CS70 - Lecture 11 - Feb 11, 2011 - 10 Evans
Goal for Note 6:
Cryptography: when you type in your password into a website,
why can't anyone else who might see it (as it goes by on the
network) decode it?
Any message (character string) is converted to a number M
(a long message is converted to a sequence of numbers).
What happens when a Sender wants to send a secret message to a Receiver:
The Sender takes message M and encrypts it to get the
encrypted message C = f_enc(M)
The Sender sends C to the Receiver. Anyone may "intercept" C on its way.
The Receiver decrypts C to get the original message M = f_dec(C).
For this to work as the Sender and Receiver desire:
f_enc and f_dec have to be inverses of one another, i.e.
M = f_dec(f_enc(M)) for all M
It is easy for the Sender to evaluate f_enc
It is easy for the Receiver to evaluate f_dec
It is very hard for anyone other than the Receiver to evaluate f_dec.
The harder it is, the better the secrecy.
Two kinds of cryptography:
Private key (traditional): need one "Key" for both f_enc and f_dec
where K=Key is a shared secret between Sender, Receiver
EX: xor: C = f_enc(M) = M xor K
think of M, C, K as bit strings of the same length
M = f_dec(C) = C xor K
ASK&WAIT: Why are f_enc and f_dec inverses?
hard to break if K used once
EX: Original Washington/Moscow hotline worked this way
EX: crypt command in UNIX, uses algorithm from German Enigma machine
used in World War II, which was broken by Turing
Secrecy depends on keeping K a secret known only to Sender, Receiver
so only they can evaluate f_enc and f_dec
Disadvantage: if 1000 people want to talk to one another in secret,
need 999*1000 secret keys, so all pairs can talk; too many keys!

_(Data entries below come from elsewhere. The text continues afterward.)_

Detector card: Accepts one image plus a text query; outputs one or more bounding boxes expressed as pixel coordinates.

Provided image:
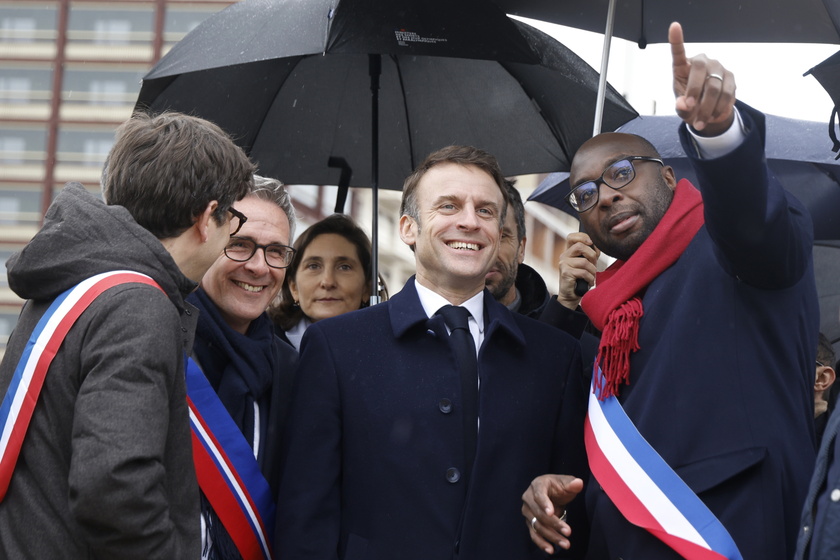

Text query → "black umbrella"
[805,51,840,158]
[814,241,840,350]
[528,115,840,239]
[496,0,840,48]
[494,0,840,134]
[137,0,636,302]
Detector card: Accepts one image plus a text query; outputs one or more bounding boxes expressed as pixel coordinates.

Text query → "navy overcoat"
[276,278,585,560]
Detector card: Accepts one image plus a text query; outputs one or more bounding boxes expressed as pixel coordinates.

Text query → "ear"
[660,165,677,191]
[286,278,300,301]
[516,237,528,264]
[400,214,417,247]
[814,366,837,393]
[193,200,222,243]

Public key: any Sender can do f_enc, but only one Receiver can do f_dec
Advantage: for 1000 people to talk in secret, each person has his/her
own secret f_dec, but can just publish the corresponding f_enc
EX: RSA (Rivest/Shamir/Adleman)
Need: 1) large number n that is product of two different large primes p*q=n
large means at least 200 to 400 decimal digits
We will assume our message satisfies 0 <= M < n;
longer messages can be broken into smaller parts and sent separately.
2) integer e that is relatively prime to (p-1)*(q-1)

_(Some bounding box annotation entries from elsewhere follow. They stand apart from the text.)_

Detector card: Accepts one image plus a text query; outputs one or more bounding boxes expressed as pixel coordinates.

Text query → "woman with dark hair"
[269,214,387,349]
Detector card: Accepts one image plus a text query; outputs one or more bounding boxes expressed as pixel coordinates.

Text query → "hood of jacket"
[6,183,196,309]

3) integer d = multiplicative inverse of e mod (p-1)*(q-1)
Everyone knows n and e, but only Receiver knows d
Then for message M, C = f_enc(M) = M^e mod n is the encrypted message
For encrypted message C, M = f_dec(C) = C^d mod n is the decrypted message
EX: Try 2537=n=p*q=43*59, e=13, message = STOP = (ST,OP)=(1819,1415)
using position of letters in alphabet. Then encrypted message
= ( 1819^13 mod 2537 , 1415^13 mod 2537 ) = ( 2081, 2182 ).
To decrypt we use d = 937 and compute
( 2081^937 mod 2537 , 2182^937 mod 2537 ) = (1819,1415)
We will show that f_enc and f_dec are inverses of one another shortly.
But first, why is f_enc() easy and f_dec() hard to evaluate?
f_enc() requires multiplying by M and taking the remainder mod n,
both of which are easy, even if M and n are large.
f_dec() equally easy if we know d, which only the Receiver knows.
Why is it hard to figure out d? All you have to do is
1) factor n=p*q
2) use Euclidean algorithm to compute d so d*e ==1 mod (p-1)*(q-1)
But 1) is very hard: Best algorithms would take billions of years
if n has 400 digits. And any other known algorithm to compute d
leads to computing p and q too. So quality of encryption depends on
large integers being very hard to factor. If you figure out an
algorithm to factor quickly, you can become rich or famous.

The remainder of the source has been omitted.